Since the mp4 video files were so large, it seemed a little cumbersome to upload them directly to Google. Google suggests that videos at 1fps are fine, so I used ffmpeg to reduce the frame rate of the video to reduce its size.
Here is the command I used. It takes an mp4 video file, removes the audio, reduces the frame rate to 2fps, and reencodes the video using the av1 format. Metadata about when the video was recorded and about how it's a 360 video will also be preserved.
ffmpeg -i [input.mp4] -map_metadata 0 -strict unofficial -filter:v fps=2 -c:v libsvtav1 -an [output.mp4]
I was then able to take the GPX file and this smaller video, upload them both to Google Street View, and my imagery was available on Google Maps soon after.
Panoramax only accepts uploads of images and not videos. I wasn't sure if there were any easy utility programs for chopping up Insta360 videos into images. I didn't think there were or I would have seen them mentioned on the Panoramax website or elsewhere. In the end, I decided to make my own utilities. Fortunately, the new webcodecs standard means it's not overly difficult to do all the video processing from within a web browser using some existing (though under-documented) libraries. Unfortunately, I became cocky and decided to write my own EXIF parsing library after seeing how existing libraries seemed to use an ancient coding style, and that took a lot longer than I was planning. Really, anything involving standardized file formats always takes longer than expected. All the conversion of a video to images can be done entirely on the client-side in the browser, but you have to use a Chrome browser to save all those images out to disk again after.
After creating my sequence of images, I tried uploading them to Panoramax, and I found that Panoramax assumes that the middle of each image is the direction of travel. Unfortunately, my heading kept changing in my images. I think I either jostled my camera a lot while walking around, or the Insta360 processing was automatically holding the orientation of video fixed regardless of which way the camera was facing. Regardless, Panoramax didn't attempt to align the images at all, so the orientation of the uploaded images kept jumping around as you traveled along the path. A some of the frames of my video had problems with motion blur and light blooming, and I felt I should try to pick the best frames to upload to Panoramax and skip over the bad ones. So I wrote another utility that lets you walk through your images, manually adjust the facing of the images, and select the best ones to upload. This utility also only works in Chrome browsers because it needs to load and save out lots of images from your disk, and Chrome is the only browser that supports working with lots of files.
I was then able to go to OpenStreetMap France's Panoramax instance to upload my JPEG images, and they were accessible from their map seconds later.
So the utilities I made are below. I release all of my code under an open source CC0 license. It makes use of mp4box.js for mp4 parsing, and I also borrowed a few lines of code from Mozilla MDN though, and those projects have their own licenses.
This utilty takes an Insta360 video and a GPX file of GPS information.

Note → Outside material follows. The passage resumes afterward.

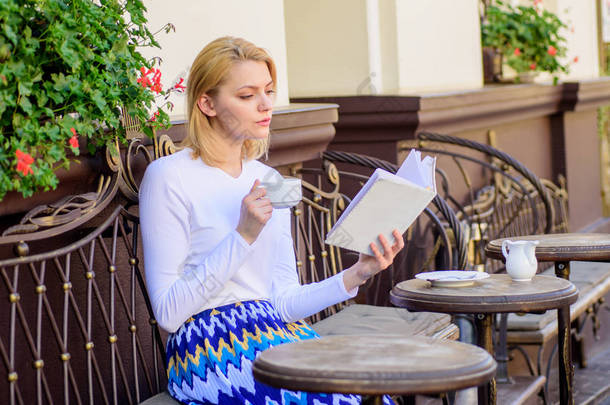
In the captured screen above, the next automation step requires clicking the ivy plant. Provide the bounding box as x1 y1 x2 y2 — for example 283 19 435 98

It then saves out image frames from this video with GPS information encoded into the JPEG image files. This utility only works properly on Chrome-based browsers.
This utility lets you walk through a folder of JPEG files and select some of them to save out to another folder. It can be used to quickly discard bad images from your collection and to make corrections for travel direction. This utility only works properly on Chrome-based browsers.